The list of reasons to “learn to cook” overflows, and only a handful have anything to do with the marketplace. Cooking reaches beyond buying and selling to touch nearly all of human experience. It connects to domesticity and curiosity; to history and culture; to care and love.
Well, it’s the 21st century now, and I suspect that many of the people you love are waiting inside the pocket computer you are never long without, so I will gently suggest that perhaps coding might connect the same way.

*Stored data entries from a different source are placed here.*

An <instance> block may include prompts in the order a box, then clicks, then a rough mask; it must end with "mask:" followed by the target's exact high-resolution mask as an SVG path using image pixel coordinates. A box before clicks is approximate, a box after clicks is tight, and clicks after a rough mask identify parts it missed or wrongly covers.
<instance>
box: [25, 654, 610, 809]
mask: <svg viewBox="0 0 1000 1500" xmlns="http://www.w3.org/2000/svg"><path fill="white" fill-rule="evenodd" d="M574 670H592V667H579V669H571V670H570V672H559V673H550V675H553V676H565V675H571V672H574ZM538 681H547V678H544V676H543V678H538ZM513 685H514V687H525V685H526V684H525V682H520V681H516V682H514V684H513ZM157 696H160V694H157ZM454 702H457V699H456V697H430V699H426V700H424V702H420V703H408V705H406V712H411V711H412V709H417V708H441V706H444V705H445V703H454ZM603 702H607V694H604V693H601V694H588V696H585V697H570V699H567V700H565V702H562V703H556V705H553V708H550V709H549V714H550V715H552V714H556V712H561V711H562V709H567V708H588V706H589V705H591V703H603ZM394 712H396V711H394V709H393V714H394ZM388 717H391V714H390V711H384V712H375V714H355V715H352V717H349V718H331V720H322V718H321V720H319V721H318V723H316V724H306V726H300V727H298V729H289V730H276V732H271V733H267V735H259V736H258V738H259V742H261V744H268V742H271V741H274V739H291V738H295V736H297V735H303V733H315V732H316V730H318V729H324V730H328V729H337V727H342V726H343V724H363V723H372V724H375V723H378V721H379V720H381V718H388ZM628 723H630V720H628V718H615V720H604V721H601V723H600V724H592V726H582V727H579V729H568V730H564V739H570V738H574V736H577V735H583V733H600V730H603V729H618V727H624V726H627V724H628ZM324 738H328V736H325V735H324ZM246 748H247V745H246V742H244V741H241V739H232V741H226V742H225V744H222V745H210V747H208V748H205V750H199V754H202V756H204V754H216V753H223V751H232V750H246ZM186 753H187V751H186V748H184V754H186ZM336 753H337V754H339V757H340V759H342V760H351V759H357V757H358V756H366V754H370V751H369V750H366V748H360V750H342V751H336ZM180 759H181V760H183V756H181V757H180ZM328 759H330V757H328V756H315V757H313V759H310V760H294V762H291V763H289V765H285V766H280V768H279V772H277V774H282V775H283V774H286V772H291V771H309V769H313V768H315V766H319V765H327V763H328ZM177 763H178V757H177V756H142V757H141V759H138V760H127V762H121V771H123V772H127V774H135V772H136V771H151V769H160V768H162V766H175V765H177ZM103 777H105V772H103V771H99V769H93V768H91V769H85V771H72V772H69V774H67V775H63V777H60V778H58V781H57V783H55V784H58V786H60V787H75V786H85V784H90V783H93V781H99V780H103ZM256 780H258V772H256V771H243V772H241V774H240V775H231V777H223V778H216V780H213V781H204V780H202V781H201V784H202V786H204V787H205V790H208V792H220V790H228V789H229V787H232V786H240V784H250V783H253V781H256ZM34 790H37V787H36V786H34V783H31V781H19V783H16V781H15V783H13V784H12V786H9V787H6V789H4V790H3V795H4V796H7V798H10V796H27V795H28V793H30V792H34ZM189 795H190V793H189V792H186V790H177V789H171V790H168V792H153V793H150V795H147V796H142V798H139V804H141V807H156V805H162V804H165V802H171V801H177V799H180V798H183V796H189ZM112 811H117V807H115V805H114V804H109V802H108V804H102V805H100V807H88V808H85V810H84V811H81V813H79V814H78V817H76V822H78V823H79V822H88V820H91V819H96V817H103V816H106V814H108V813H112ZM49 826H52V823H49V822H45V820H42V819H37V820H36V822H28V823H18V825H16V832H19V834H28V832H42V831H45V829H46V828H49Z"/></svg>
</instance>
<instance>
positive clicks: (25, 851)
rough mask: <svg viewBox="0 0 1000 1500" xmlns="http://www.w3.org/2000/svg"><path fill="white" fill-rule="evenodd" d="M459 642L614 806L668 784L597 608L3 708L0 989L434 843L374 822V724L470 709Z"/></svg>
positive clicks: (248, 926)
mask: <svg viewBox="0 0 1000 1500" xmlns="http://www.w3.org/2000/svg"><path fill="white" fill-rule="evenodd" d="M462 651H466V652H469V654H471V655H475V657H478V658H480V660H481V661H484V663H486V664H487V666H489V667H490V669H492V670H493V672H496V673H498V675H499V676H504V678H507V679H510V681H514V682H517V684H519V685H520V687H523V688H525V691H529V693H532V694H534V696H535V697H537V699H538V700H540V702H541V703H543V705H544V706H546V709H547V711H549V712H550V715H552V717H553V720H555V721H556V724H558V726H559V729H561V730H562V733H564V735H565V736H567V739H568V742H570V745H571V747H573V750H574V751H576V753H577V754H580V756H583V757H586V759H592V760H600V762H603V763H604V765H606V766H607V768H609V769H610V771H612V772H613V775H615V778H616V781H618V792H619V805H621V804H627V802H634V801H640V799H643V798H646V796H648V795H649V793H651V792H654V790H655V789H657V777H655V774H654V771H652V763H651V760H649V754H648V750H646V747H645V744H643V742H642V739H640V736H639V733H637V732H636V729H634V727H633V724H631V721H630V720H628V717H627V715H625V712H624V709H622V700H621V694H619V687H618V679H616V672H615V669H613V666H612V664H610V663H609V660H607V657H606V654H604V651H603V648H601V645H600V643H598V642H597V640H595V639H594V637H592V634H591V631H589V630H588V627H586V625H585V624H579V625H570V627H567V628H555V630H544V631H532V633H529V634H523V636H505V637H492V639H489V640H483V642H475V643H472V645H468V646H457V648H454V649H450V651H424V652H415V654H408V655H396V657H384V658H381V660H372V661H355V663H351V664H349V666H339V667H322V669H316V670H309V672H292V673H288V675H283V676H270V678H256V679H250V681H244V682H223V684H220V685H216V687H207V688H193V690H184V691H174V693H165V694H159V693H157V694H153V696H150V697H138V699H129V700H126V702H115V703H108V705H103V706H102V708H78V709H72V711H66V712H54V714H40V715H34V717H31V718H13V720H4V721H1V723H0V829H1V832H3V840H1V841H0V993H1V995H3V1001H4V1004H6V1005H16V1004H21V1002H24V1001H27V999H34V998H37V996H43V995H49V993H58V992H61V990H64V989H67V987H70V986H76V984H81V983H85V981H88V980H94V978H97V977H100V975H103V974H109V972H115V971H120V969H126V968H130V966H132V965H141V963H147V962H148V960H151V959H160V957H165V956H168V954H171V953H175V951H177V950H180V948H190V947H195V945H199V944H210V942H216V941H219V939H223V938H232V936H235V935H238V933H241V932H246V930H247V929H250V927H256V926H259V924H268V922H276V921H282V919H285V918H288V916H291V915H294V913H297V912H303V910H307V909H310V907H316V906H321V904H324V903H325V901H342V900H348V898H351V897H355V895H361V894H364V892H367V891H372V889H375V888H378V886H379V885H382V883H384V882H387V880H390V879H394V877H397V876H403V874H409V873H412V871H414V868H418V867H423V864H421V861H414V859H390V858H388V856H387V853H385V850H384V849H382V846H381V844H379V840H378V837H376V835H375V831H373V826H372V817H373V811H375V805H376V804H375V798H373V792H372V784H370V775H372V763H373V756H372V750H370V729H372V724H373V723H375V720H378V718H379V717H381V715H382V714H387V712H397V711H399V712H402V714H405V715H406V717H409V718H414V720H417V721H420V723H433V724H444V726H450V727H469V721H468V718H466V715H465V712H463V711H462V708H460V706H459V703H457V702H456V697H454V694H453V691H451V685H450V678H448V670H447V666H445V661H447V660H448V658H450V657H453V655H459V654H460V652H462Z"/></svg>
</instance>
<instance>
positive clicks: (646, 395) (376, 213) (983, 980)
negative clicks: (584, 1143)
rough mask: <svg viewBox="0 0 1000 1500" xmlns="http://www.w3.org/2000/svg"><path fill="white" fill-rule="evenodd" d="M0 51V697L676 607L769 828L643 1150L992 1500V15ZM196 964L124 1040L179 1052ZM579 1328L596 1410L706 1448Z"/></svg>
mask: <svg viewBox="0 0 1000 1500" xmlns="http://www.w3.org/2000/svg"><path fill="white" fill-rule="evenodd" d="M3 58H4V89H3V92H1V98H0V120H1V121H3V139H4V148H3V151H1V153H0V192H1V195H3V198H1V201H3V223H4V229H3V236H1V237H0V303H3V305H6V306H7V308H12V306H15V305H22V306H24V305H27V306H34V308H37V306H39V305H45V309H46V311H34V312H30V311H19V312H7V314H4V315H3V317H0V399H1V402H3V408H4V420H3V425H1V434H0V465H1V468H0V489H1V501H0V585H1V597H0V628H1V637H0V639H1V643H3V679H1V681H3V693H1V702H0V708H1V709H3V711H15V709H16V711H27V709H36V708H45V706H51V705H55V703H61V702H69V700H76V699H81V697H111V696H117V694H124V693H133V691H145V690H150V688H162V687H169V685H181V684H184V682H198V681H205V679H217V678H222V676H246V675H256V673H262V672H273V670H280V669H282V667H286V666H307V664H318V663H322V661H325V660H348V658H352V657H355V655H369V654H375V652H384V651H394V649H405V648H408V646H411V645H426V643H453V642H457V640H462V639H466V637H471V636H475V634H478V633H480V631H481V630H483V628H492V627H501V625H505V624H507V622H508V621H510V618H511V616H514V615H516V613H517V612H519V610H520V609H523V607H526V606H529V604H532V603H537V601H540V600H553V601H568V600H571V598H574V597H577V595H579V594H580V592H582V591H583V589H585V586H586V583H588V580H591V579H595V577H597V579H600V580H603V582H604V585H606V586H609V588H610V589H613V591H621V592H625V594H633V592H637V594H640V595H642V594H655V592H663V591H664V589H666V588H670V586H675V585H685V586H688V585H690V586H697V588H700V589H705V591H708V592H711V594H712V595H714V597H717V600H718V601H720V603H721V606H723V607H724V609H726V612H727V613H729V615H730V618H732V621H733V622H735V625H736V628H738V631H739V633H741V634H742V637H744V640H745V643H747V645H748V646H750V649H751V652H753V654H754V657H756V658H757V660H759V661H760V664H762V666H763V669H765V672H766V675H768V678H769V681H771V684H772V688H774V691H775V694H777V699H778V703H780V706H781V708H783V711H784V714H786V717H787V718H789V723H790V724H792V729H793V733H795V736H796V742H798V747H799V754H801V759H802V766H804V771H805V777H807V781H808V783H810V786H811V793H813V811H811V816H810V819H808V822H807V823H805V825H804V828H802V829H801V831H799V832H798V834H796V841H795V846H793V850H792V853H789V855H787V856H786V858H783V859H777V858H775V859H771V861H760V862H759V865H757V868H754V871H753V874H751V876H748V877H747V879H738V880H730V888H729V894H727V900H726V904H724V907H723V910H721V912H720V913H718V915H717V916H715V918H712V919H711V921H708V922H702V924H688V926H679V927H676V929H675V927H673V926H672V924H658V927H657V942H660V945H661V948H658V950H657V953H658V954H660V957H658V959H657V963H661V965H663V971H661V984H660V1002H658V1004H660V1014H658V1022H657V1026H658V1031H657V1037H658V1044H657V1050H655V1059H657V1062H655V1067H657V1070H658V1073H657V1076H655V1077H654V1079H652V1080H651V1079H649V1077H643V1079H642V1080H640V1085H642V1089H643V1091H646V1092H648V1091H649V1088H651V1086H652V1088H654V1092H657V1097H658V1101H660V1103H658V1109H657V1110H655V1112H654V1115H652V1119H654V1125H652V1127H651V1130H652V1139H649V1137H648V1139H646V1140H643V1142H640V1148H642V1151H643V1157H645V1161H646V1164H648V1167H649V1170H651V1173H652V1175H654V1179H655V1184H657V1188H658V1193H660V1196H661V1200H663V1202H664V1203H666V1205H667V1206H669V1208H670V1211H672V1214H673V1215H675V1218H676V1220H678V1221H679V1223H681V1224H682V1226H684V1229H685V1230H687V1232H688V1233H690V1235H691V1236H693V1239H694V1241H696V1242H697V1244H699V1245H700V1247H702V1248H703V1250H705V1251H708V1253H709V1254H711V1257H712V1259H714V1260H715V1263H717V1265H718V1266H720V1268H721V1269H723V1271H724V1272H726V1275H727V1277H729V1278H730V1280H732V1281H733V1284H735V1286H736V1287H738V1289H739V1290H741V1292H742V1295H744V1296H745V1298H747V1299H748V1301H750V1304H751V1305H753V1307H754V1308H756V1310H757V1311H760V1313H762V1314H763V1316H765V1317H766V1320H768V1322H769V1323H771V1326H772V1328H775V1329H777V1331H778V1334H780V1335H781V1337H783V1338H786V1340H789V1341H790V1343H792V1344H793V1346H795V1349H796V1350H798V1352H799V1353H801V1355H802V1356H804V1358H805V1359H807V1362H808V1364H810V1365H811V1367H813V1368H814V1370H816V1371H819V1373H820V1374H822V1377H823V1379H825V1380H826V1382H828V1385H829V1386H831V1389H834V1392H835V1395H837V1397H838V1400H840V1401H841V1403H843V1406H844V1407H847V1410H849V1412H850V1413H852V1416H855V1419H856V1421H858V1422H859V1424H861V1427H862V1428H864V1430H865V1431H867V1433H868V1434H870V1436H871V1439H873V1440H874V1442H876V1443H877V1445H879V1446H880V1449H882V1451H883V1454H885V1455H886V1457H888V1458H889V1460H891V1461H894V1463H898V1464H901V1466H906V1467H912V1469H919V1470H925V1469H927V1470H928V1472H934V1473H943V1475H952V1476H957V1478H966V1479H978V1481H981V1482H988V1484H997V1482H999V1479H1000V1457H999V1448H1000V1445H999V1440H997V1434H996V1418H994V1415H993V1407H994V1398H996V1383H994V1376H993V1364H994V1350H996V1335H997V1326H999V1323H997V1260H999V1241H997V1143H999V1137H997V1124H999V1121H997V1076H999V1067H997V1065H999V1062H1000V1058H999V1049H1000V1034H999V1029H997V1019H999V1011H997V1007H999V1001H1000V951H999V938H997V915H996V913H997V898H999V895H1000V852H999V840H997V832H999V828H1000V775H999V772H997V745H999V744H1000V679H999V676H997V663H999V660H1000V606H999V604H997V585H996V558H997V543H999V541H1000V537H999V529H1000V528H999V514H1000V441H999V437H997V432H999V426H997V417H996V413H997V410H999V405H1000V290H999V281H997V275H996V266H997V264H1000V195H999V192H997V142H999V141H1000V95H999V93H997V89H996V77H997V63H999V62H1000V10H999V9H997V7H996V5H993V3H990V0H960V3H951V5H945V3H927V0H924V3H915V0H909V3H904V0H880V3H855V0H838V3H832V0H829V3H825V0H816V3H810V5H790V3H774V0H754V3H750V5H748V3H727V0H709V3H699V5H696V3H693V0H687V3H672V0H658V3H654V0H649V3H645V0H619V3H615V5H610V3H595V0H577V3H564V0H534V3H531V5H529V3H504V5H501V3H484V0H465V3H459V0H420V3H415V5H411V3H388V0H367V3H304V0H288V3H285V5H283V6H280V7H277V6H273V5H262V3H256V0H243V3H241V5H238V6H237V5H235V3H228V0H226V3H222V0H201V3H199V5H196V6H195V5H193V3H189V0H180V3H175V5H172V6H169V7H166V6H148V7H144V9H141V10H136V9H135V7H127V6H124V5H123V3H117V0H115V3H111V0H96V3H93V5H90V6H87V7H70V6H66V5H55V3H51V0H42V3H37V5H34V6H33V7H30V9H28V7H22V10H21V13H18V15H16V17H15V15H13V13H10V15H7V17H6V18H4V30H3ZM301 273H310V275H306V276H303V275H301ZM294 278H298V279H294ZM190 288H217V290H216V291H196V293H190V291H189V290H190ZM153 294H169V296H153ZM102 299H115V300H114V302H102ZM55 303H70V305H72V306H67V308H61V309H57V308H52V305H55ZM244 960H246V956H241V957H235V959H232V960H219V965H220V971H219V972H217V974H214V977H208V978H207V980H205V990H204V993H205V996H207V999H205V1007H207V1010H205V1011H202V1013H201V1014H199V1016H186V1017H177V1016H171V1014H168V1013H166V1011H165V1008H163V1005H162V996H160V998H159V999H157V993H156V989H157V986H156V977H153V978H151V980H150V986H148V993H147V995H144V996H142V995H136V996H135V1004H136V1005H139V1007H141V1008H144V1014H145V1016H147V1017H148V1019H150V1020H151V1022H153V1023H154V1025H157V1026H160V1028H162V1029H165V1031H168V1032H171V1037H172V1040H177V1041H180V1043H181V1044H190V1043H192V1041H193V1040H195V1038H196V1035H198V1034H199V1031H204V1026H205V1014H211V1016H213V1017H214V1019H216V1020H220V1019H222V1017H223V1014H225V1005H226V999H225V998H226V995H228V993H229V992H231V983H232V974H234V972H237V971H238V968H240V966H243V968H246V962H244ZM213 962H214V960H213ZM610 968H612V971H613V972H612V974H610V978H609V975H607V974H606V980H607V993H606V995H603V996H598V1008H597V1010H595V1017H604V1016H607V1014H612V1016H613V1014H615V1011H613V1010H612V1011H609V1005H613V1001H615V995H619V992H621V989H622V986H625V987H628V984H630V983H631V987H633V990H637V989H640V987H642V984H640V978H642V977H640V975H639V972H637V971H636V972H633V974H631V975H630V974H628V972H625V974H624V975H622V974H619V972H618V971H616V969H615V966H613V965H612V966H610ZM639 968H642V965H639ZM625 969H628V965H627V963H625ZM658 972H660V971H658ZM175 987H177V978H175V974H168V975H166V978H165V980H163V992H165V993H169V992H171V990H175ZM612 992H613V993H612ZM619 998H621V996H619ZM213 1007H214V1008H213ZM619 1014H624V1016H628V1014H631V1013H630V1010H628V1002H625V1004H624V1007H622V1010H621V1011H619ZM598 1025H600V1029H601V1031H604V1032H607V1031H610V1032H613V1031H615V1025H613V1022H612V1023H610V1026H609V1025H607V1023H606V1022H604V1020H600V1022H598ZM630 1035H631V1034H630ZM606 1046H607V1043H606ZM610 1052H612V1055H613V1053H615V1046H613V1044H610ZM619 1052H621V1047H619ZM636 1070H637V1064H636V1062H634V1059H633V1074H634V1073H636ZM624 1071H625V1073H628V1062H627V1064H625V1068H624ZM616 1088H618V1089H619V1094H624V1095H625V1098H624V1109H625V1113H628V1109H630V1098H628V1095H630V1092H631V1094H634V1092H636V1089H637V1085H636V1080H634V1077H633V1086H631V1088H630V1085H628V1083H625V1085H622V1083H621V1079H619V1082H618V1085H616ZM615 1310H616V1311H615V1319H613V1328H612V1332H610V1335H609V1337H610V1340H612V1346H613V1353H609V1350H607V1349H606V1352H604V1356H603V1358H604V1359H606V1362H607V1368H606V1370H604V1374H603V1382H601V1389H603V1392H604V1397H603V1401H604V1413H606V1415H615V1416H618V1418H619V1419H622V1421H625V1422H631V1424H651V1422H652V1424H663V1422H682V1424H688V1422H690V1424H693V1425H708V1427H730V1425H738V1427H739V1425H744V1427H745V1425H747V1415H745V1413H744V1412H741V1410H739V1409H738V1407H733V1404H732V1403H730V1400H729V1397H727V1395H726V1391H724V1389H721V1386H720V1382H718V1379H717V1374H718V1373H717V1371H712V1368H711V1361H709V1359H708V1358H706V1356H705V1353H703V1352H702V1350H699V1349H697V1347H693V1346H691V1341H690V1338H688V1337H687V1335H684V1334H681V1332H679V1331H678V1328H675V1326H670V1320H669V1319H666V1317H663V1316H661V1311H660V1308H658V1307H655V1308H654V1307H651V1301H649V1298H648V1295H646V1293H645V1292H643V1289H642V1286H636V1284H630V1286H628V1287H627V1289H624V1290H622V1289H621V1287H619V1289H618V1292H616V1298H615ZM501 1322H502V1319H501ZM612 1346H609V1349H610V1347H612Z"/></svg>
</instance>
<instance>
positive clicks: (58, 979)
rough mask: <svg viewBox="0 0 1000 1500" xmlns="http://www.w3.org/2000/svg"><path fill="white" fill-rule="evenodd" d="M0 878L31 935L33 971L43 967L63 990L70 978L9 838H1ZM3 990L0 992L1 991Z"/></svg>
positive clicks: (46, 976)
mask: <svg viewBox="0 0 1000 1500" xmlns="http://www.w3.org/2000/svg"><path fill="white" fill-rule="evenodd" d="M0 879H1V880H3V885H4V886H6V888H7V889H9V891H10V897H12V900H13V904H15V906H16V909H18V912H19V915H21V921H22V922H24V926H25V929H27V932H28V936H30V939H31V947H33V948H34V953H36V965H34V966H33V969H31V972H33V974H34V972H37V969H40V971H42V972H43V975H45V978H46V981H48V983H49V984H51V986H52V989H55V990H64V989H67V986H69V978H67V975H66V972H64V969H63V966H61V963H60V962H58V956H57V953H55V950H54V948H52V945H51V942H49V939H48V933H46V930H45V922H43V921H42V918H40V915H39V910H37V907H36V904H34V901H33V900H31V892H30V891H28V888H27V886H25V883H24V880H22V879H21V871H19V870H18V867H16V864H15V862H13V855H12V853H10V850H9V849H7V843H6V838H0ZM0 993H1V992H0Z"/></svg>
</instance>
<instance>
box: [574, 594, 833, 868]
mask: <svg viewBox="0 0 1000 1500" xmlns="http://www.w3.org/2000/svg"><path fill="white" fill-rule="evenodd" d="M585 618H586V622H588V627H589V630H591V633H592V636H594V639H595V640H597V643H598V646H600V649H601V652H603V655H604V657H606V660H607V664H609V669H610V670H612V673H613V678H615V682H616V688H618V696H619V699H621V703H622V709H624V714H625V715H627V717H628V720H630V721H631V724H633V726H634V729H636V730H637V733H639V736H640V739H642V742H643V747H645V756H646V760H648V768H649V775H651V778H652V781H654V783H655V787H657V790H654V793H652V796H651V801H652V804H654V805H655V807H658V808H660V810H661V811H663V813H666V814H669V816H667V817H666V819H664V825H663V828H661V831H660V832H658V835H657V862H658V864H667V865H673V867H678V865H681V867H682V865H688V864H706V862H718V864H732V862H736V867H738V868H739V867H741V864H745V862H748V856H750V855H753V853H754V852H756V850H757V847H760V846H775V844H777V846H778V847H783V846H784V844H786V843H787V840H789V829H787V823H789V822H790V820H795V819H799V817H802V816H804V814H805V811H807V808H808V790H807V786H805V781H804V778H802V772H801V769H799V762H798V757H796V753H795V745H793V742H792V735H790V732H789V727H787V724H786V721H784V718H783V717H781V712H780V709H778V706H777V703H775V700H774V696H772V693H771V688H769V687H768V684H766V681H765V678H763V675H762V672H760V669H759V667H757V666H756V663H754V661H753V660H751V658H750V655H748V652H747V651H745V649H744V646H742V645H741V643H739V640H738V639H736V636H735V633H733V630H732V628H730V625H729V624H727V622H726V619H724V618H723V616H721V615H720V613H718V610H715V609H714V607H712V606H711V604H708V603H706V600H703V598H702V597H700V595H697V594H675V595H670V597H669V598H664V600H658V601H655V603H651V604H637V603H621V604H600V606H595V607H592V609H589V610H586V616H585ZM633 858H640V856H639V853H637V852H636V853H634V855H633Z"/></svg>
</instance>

When you liberate programming from the requirement to be professional and scalable, it becomes a different activity altogether, just as cooking at home is really nothing like cooking in a commercial kitchen. I can report to you: not only is this different activity rewarding in almost exactly the same way that cooking for someone you love is rewarding, there’s another feeling, too, specific to this realm. I have struggled to find words for this, but/and I think it might be the crux of the whole thing:
This messaging app I built for, and with, my family, it won’t change unless we want it to change. There will be no sudden redesign, no flood of ads, no pivot to chase a userbase inscrutable to us. It might go away at some point, but that will be our decision. What is this feeling? Independence? Security? Sovereignty?
Is it simply … the feeling of being home?
Update, February 2022: Two years later, my family still uses BoopSnoop every day. I have added one (1) feature, at my mother’s request.
Update, February 2023: Yep, still using it every day!
Update, February 2024: Still booping. Still snooping. TestFlight build 26.